Lendo o laudo do ultrassom de Sônia, tive poucas ilusões: histórias como a dela têm grande probabilidade de dar errado. Os cônjuges que se dedicam a cuidar dos outros frequentemente negligenciam os sinais do próprio corpo. Na verdade, o ultrassom, logo seguido por uma tomografia computadorizada, havia evidenciado a presença de um tumor pancreático. Eu havia internado Sônia no serviço de oncologia, que considerou a doença muito avançada para uma cirurgia e planejou um ciclo de quimioterapia. O sucesso da terapia foi mínimo e logo o tumor avançou para o fígado e o peritônio. Sônia, após a alta hospitalar, estava sendo acompanhada por uma equipe de cuidados paliativos domiciliares. Um dia ela voltou ao pronto socorro.

Em comparação com o primeiro atendimento, Sônia estava muito mais magra, com um abdome ascítico proeminente. Seus olhos não perderam a força e nem a cor amarela das escleras, infelizmente apenas menos evidente pela pele pálida e amarelada ao redor. Felizmente, Sônia também não perdeu sua força interior e personalidade.
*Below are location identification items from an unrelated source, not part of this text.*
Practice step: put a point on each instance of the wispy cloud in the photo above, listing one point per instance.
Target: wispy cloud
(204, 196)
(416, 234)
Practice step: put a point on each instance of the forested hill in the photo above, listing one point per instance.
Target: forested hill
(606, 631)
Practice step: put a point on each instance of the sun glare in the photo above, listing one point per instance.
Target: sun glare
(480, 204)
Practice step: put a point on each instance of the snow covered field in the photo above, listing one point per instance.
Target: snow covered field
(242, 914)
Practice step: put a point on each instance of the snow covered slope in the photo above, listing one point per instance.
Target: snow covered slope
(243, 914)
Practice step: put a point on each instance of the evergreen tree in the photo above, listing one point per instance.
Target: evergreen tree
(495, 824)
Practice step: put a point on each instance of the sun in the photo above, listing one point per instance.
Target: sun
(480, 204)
De forma abrupta, como me lembrava, ela começou a falar: “Mandaram-me aqui, mas não quero ficar, hein? Não me internem!”. Aprendi que a melhor abordagem nesses casos é perguntar: “O que podemos fazer por você hoje?”. Com as limitações dos recursos do pronto-socorro, quase sempre é possível chegar a um acordo e, muitas vezes, poupa-se tempo e discussões.
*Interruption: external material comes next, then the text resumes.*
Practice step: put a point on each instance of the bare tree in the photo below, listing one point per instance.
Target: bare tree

Da conversa com Sônia, ficou evidente que os problemas eram dois: anemia e ascite, ambas provocando exaustão e perda de autonomia, autonomia particularmente cara a ela porque queria continuar cuidando de seu marido. Enquanto aguardava o resultado dos exames, sugeri para Sônia uma paracentese, a retirada por punção do líquido abdominal, com a consequente redução de tamanho e peso. “O líquido com certeza vai se acumular novamente com o tempo, porque o tumor se espalhou e causa perda contínua de líquido no abdome”, expliquei, “mas retirá-lo agora garantirá alguns dias (ou semanas, difícil dizer), de alívio, com um pequeno risco”. Sônia concordou de bom grado. Os exames confirmaram anemia grave: era necessária também uma transfusão.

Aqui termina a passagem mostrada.